Last night we had family over for Christmas Eve dinner, for appetizers we had shrimp cocktail, asiago cheese spread with french bread and spinach dip with pumpernickel bread. For dinner, I madePrime Rib, mashed potatoes, green beans, rolls and the trifle pictured above. All of my camera gear is packed up to make some space in the dining room so these photographs were taken in front of the window with the crappy winter sunlight we get here in Ohio.
I have been making this trifle for years, but never blogged it because I usually take it to pot lucks. Whenever I have a work related potluck it basically means that I am running around like a crazy woman at 5:45 am trying to whip this sucker together. Obviously my lack of preparation leads to no pictures. I may be slightly obsessive compulsive, and very anal, but I am a HUGE procrastinator…I always tell people I work better under pressure. This year, I decided to make mini trifles inthese inexpensive stemless red wine glasses I bought at the Libbey Glass Outlet. I think they turned out super cute, although the amount of trifle in the glass is more than the average human being can handle in one sitting.

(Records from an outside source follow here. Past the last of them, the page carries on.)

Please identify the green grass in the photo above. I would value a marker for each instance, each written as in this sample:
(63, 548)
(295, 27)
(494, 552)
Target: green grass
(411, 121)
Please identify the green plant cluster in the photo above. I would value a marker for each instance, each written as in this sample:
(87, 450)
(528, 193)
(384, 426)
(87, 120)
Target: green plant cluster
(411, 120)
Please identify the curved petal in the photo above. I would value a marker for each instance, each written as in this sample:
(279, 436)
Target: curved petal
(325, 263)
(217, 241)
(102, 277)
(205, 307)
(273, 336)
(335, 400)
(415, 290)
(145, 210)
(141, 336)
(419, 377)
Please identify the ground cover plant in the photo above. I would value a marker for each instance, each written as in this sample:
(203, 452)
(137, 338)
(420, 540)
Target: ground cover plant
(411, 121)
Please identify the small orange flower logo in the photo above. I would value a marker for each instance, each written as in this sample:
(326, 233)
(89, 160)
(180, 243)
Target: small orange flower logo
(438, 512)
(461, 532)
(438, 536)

This trifle is comprised of some seriously easy components that some of you may shun from your kitchen, but crowds seem to love this no matter how easy and preservative laden it is.
1 (19.8 ounce) package brownie mix (I used Pillsbury Family Sized Chocolate Fudge)
1 (3.9 ounce) package instant chocolate pudding mix
1/2 cup water
1 (14 ounce) can sweetened condensed milk
1 (8 ounce) container frozen whipped topping, thawed
1 (12 ounce) container frozen whipped topping, thawed
1 bag Heath Bar Bits (I used about half the bag)
Prepare brownie mix according to package directions and cool completely. Cut into 1 inch squares.
In a large bowl, combine pudding mix, water and sweetened condensed milk. Mix until smooth, then fold in 8 ounces whipped topping until no streaks remain.
In a trifle bowl or glass serving dish, place half of the brownies, half of the pudding mixture, toffee bits and half of the 12 ounce container of whipped topping. Repeat layers. Sprinkle toffee bits onto top layer for garnish. Refrigerate 8 hours before serving.